見習い巫女素子の憂鬱

810929(羊頭狗肉)と申します。皆様

第1話 『わいざつのワイはWだが、聖地が焼き場だかわからないんダガー』

 先輩の祷山智子は神和ぎ(かんなぎ)養成所のエリートの巫女で、私宮川素子はその後輩である。先輩は既に養成所を卒業したがその力に見惚れて私は先輩に弟子入りを申し込んだ。早い話現在は見習い中の私は今日、見習いになってから初めての実践で即ち除霊を直前に控えさっきから震えがとまらなかった。

私と先輩はとある秋葉原の、閉鎖された商業ビルに来ていた。

 とある筋から

幽霊が出るという噂で解体工事が止まっているのでお祓いやお清め、噂の検証を依頼され


「先輩、ホントに裏、取るんですか」

「うん、幽霊の目撃情報が独り歩きしてるからな」

「それってこわいですよね」

「確かに、世の中には風評被害目的の噂好きが多い」

「SNSに出回れば炎上必至だろうことは間違いない。そうなれば廃墟好きのバカがワラワラと群がりこれ幸いと退屈しのぎのイベントにするだろう。いずれにせよ人騒がせな連中だ」

「「目撃情報が夜な夜な独りでに歩いていたとか考えただけでゾッとします」

「おい」

 青ざめた顔で先輩が見る。

「おい」

「はい」

「お前じゃない、あれを見ろ」

 誰もいないはずの元商業ビルの8階の、部屋の入り口、その窓に人影が映っている。

「ものすごい霊気だ。一人や二人じゃない大勢の霊の気を感じる」

「戦うんですか」

「いや、今の軽装では相手にするとまずい」

「開けてみましょうか」

「そこは普通開けないだろ」

「どうしましょう先輩」

「慌てるな。汗をかかずに裏をかく」

「あ、いいかも、そのフレーズ好き」

「お前汗びっしょりだぞ」「ダイエットにもなりますね」「精一杯強がりを言ってその青ざめた顔じゃ説得力の欠片もないぞ」

 やはり噂だけではなかった。幽霊は確かに存在した。でも怯まない逃げない。私は決意したのだ必ず先輩のような巫女になると。

 先輩は祈祷の是非は今後判断すると決め、改めて出直すことにし、私たちは元商業ビルを後にした。まだ胸がドキドキする。
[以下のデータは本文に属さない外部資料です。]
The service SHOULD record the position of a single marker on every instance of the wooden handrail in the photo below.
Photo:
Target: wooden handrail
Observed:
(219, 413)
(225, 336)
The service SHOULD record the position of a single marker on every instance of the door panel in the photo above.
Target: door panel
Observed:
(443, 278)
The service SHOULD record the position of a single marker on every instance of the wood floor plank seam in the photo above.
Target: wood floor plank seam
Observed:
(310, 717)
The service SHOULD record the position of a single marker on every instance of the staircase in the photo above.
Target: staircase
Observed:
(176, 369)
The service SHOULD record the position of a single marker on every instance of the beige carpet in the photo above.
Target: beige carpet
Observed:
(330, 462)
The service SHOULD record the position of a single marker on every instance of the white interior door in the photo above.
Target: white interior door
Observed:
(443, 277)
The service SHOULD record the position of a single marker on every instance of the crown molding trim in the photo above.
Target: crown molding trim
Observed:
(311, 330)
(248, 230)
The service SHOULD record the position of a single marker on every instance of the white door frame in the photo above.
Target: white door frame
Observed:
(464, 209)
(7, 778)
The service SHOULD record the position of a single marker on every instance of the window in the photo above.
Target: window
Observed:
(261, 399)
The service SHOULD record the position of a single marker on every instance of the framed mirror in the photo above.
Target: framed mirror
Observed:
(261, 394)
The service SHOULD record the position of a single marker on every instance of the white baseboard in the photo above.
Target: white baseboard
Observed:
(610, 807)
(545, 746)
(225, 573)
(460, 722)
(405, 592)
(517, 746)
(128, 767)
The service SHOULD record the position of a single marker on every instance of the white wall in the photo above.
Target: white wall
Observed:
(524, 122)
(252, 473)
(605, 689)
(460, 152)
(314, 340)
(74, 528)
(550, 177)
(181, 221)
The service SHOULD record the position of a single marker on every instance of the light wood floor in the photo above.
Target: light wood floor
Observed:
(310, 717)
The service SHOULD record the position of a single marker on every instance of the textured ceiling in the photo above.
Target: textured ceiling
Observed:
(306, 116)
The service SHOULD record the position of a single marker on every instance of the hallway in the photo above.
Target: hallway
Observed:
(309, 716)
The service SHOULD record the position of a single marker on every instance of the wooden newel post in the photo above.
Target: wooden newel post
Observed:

エレベーターの降下する速度を表すように8,7,6,5,4,2とフロアを通過するボタンのイルミネーションが矢継ぎ早に灯る。早く一階に降りろ。だが、逸る気持ちに反してエレベーターのカゴ内部はずっとアイボリーのまま何も変化がない。。「ホントですか先輩」

「何がだ」

「複数の霊の気配を感じたって」

「うん。とゆうか既に事実上霊の通り道だね、あそこは」

「今度は本腰を据えてとりかからないと。こんな軽装じゃ無理だ」

「ジャージとスニーカーで山登りする山岳初心者みたいなもんだ」

一階に着いた誰もいない。玄関フロアに敷かれた茶色のタイルの格子模様が妙にくっきりと感じる。まるで閉じられた鳥かごの蓋のように。思いガラス製ドアの厚いアクリルで出来た取ってに手をかけ足を踏ん張って押し開けた。合図のように風が吹く。もう冷たい。この前まで秋だったのに。 コンビニの自動ドアを潜り、街路樹が赤茶に色づく歩道を歩く。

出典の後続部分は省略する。